Djoko mengatakan, investor Surabaya - Mojokerto sudah berjanji untuk membangun secara besar-besaran karena kreditnya sudah cair disamping sebagian besar tanahnya sudah dibebaskan.

Kemudian ruas Tol Kanci - Pejagan, pembebasan tanahnya saat ini sudah mencapai 90 persen. Rencananya PT Semesta Marga Raya selaku investor ruas ini akan membangun secara besar-besaran.

Kemudian untuk ruas yang dikerjakan PT Jasa Marga Tbk, BUMN Jalan Tol, Djoko mengatakan, tidak terlalu khawatir mengingat perusahaan ini baru memperkuat permodalannya melalui IPO.

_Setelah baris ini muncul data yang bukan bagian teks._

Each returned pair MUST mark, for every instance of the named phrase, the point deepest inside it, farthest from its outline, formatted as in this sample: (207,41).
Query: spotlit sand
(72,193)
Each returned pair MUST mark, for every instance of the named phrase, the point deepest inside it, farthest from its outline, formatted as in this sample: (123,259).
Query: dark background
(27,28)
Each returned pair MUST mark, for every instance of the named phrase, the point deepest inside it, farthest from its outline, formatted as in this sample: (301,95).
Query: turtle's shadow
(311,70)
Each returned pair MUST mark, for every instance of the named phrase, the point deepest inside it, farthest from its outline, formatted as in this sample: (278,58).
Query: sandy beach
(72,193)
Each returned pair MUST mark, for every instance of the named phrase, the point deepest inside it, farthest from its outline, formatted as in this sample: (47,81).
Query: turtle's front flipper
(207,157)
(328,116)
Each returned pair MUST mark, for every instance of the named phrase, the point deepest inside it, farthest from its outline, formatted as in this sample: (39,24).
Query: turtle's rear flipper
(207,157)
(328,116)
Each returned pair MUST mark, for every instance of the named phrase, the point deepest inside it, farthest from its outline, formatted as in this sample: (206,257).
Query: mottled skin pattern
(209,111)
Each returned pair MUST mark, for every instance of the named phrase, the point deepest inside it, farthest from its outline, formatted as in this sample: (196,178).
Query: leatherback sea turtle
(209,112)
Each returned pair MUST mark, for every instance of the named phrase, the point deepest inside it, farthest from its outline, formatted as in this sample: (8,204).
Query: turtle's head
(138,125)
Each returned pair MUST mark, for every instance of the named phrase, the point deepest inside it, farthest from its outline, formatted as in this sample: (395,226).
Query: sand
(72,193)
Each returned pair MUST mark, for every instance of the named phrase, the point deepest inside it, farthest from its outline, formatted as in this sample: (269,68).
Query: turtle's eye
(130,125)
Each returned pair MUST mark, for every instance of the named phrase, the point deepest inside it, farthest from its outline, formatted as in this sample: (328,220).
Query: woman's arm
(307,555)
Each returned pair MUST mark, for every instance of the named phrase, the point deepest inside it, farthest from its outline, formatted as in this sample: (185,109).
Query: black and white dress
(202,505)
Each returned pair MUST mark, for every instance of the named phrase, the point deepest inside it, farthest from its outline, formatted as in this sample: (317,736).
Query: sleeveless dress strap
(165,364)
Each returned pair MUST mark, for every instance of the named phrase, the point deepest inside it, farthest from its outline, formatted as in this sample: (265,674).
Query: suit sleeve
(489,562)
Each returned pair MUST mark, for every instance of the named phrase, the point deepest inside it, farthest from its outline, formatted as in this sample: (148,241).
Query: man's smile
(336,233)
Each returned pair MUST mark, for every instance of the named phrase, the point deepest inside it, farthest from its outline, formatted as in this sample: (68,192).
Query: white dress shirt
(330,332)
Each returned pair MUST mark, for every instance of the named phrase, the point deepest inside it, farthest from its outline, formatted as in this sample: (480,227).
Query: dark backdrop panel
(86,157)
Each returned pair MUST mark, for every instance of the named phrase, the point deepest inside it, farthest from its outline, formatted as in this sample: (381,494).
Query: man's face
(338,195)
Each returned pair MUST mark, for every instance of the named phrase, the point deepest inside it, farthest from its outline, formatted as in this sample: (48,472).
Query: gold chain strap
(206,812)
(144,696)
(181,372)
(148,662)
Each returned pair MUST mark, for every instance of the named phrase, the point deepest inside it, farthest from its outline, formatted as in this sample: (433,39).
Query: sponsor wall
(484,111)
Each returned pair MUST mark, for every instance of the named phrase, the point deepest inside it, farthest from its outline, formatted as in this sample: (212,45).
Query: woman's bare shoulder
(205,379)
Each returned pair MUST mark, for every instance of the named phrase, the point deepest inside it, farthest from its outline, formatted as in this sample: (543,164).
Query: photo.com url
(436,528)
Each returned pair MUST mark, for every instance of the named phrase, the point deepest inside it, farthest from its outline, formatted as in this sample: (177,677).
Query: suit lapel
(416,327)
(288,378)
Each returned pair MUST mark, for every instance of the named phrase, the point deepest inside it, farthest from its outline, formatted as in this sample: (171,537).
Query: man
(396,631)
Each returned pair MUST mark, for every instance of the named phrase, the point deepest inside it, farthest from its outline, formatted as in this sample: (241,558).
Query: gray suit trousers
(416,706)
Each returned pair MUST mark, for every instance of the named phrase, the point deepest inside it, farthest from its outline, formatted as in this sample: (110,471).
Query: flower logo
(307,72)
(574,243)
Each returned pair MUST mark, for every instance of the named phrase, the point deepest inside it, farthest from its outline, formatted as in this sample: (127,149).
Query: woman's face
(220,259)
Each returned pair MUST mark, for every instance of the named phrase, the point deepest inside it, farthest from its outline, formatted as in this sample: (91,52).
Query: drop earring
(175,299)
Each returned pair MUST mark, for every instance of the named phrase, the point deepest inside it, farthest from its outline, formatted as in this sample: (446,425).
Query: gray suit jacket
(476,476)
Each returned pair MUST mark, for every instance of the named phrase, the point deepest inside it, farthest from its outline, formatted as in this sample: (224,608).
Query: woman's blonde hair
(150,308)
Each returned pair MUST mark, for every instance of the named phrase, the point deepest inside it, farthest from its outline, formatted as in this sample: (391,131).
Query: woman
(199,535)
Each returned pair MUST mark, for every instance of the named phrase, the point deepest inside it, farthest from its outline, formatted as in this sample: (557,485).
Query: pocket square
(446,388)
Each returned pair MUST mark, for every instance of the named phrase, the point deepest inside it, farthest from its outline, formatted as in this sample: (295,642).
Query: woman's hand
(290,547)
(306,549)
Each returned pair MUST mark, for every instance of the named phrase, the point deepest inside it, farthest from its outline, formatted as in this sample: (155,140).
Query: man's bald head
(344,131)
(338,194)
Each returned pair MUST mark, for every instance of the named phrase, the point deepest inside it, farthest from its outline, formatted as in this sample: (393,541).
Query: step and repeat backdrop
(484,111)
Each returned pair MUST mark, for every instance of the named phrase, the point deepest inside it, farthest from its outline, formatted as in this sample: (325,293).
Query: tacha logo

Seperti ruas tol Jalan Lingkar Bogor (Bogor Ring Road) yang saat ini tengah memasuki tender kontraktor, sedangkan Semarang - Solo meskipun masih ada kendala pembebasan tanah akan tetapi pemerintah optimis dapat dipecahkan, kata Djoko.

Sedangkan untuk ruas lainnya, Djoko mengaku, masih harus didorong-dorong agar pekerjaan dapat segera dimulai. Seperti tol Jakarta Outer Ring Road (JORR) ruas W1 (Kebon Jeruk - Penjaringan) yang sampai saat ini belum berjalan.

"Saya sangat menyayangkan tanah sudah bebas tetapi pembangunan tidak jalan-jalan. Apa itu. Pemerintah jadinya seperti disandera. Kalau memang tidak bisa sebaiknya investornya mundur," kata Djoko kesal.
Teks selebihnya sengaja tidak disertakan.